NRS685A.185. Multi-state agreement to collect premium tax on multi-state risks.  


Latest version.
  •       1.  The Commissioner may, with the approval of the State Board of Examiners, on behalf of the State enter into a multi-state agreement to preserve the ability of this State to collect premium tax on multi-state risks.

          2.  If, within 18 months after the Commissioner enters into a multi-state agreement pursuant to subsection 1, the Commissioner conducts a hearing pursuant to the provisions of chapter 233B of NRS concerning participation in the multi-state agreement, the Commissioner shall submit to the State Board of Examiners and to the Director of the Legislative Counsel Bureau for transmittal to the Legislature a report concerning the findings of the Commissioner pursuant to the hearing.
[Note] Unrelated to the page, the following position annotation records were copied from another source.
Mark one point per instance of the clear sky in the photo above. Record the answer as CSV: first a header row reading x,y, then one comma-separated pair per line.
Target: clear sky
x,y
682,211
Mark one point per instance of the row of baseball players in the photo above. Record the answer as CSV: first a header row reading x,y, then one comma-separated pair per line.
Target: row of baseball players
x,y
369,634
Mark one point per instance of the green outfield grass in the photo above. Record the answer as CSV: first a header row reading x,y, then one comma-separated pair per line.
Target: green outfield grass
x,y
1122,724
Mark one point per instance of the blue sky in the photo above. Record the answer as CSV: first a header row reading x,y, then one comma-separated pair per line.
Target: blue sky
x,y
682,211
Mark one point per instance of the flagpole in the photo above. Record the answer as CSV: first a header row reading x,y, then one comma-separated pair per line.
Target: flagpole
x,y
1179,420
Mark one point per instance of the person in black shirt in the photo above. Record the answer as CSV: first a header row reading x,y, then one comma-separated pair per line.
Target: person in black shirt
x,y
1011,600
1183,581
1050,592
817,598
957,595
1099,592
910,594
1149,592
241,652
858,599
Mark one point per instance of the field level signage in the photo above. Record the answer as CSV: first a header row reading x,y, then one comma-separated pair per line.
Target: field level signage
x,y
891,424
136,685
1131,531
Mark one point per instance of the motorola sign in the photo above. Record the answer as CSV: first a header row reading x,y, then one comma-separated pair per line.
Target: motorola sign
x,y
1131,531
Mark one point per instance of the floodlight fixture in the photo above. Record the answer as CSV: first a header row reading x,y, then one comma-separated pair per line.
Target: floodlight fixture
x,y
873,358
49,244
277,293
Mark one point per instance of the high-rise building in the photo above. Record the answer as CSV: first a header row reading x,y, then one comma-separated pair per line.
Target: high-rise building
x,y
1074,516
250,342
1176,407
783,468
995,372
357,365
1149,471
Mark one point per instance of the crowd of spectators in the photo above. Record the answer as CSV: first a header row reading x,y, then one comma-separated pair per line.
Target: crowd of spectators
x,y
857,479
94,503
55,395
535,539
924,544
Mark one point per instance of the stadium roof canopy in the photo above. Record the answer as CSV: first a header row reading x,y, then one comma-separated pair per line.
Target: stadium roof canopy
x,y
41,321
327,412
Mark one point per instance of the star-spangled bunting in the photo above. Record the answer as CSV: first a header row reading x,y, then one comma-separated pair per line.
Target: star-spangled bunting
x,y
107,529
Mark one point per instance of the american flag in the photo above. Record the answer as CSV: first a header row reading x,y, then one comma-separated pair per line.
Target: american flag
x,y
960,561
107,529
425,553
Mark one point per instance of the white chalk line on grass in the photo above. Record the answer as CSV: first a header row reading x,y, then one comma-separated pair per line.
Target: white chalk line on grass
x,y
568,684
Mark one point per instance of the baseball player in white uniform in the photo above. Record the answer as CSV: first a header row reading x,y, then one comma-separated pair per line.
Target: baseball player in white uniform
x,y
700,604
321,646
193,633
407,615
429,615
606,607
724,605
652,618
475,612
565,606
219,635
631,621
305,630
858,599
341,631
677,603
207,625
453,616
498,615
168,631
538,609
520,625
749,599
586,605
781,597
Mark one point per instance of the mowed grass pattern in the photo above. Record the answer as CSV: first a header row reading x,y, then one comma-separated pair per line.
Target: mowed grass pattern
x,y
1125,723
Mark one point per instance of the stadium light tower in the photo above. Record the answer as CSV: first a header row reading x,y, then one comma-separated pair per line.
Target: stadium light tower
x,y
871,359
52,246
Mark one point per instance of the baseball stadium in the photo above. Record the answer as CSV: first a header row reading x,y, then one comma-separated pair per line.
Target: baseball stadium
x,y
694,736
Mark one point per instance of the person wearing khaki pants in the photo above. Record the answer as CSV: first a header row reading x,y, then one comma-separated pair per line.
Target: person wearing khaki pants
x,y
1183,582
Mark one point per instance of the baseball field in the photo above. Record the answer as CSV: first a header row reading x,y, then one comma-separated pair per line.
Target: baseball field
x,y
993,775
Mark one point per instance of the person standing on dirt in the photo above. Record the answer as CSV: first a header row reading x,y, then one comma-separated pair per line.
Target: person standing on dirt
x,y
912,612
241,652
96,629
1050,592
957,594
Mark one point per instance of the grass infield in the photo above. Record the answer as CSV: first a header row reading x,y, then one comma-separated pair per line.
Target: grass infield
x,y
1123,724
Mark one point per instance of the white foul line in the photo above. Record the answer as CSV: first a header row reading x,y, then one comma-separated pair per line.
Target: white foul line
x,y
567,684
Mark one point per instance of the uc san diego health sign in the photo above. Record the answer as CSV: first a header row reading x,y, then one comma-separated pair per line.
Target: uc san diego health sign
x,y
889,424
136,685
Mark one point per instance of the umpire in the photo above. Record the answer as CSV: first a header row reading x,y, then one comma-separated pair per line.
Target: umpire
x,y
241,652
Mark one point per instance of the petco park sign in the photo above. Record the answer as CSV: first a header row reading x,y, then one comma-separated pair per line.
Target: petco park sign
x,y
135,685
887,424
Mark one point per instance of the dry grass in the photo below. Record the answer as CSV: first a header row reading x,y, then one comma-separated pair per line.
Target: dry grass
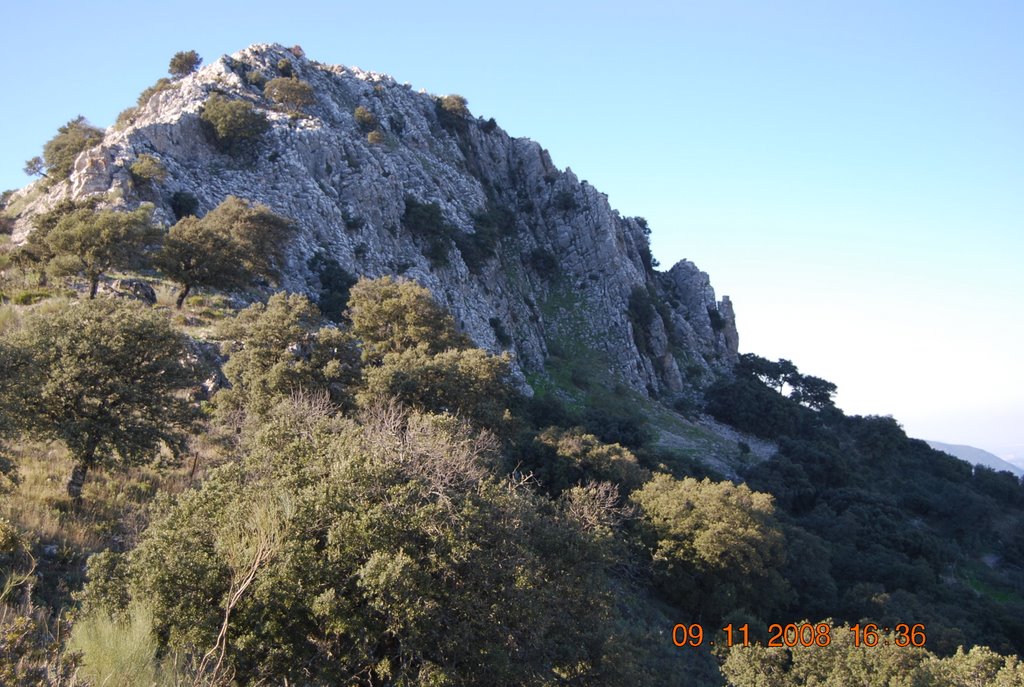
x,y
113,513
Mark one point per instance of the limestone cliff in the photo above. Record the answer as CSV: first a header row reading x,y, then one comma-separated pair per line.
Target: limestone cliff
x,y
562,269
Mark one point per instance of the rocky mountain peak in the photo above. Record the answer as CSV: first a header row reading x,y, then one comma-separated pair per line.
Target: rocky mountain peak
x,y
386,180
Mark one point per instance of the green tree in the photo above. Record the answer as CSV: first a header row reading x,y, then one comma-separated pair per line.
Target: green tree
x,y
59,153
35,167
183,63
231,246
235,125
813,392
455,104
365,118
88,243
716,546
574,457
390,315
470,383
104,378
383,549
290,91
279,349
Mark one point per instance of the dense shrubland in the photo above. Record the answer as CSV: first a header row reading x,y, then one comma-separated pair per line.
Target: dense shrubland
x,y
357,495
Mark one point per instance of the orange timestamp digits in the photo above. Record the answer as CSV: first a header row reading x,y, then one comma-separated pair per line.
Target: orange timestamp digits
x,y
804,634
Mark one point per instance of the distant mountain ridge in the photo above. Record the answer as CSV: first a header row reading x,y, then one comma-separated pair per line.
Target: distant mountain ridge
x,y
527,257
976,456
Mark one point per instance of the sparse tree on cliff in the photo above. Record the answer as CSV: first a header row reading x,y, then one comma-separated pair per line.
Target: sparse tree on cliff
x,y
103,378
88,243
183,63
228,248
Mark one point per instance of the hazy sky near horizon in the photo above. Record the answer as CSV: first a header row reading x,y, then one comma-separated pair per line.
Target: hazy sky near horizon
x,y
850,173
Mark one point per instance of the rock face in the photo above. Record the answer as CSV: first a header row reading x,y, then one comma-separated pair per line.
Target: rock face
x,y
531,259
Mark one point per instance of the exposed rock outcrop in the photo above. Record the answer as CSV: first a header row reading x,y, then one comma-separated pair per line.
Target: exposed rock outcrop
x,y
539,258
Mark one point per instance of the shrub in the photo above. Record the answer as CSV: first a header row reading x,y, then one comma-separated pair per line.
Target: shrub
x,y
717,547
290,91
124,367
125,118
285,351
366,119
88,243
161,85
454,104
231,246
257,79
183,63
232,124
60,152
147,170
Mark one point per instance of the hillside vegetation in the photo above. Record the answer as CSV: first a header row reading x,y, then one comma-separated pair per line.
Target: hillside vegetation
x,y
237,486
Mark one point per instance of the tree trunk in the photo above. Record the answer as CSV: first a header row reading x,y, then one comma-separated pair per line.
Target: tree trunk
x,y
77,480
81,469
181,296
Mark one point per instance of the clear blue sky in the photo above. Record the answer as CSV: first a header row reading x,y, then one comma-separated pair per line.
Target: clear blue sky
x,y
850,173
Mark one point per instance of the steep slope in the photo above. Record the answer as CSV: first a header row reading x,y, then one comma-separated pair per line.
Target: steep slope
x,y
527,257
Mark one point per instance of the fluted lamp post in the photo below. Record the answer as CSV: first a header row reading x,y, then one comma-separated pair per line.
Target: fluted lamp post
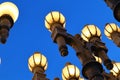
x,y
116,69
112,31
8,16
115,6
71,72
37,64
92,35
55,23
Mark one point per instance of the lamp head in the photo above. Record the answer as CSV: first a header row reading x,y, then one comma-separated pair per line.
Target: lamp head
x,y
70,72
90,31
52,18
8,8
110,28
37,60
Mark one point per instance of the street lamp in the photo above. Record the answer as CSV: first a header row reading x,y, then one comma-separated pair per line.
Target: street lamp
x,y
71,72
112,31
92,35
89,48
115,6
8,16
37,64
55,23
116,70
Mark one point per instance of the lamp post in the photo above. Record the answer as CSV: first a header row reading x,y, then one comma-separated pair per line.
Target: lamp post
x,y
115,6
55,23
37,64
71,72
89,48
92,34
8,16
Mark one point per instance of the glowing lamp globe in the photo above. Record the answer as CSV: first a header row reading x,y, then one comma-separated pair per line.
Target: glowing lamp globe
x,y
90,31
37,60
110,28
70,72
53,18
8,8
116,69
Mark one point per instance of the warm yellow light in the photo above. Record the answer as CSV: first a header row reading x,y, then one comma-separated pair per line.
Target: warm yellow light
x,y
37,60
81,79
98,59
90,31
110,28
54,17
70,71
116,69
10,9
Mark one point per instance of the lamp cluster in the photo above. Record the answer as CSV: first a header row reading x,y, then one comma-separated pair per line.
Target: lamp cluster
x,y
89,47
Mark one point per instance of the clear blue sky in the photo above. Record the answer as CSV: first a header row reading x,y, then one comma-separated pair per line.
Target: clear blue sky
x,y
29,35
          3.  The State Board of Examiners shall review and may accept the findings of the Commissioner. If the Commissioner finds and the State Board of Examiners accepts that because of the effect of the multi-state agreement on the gross receipt of premiums collected in this State:

          (a) It is in the best interest of the State to continue to participate in the multi-state agreement, the State Board of Examiners may approve the State’s continued participation in the multi-state agreement.

          (b) It is not in the best interest of the State to continue to participate in the multi-state agreement, the State Board of Examiners may approve the State’s withdrawal from the multi-state agreement.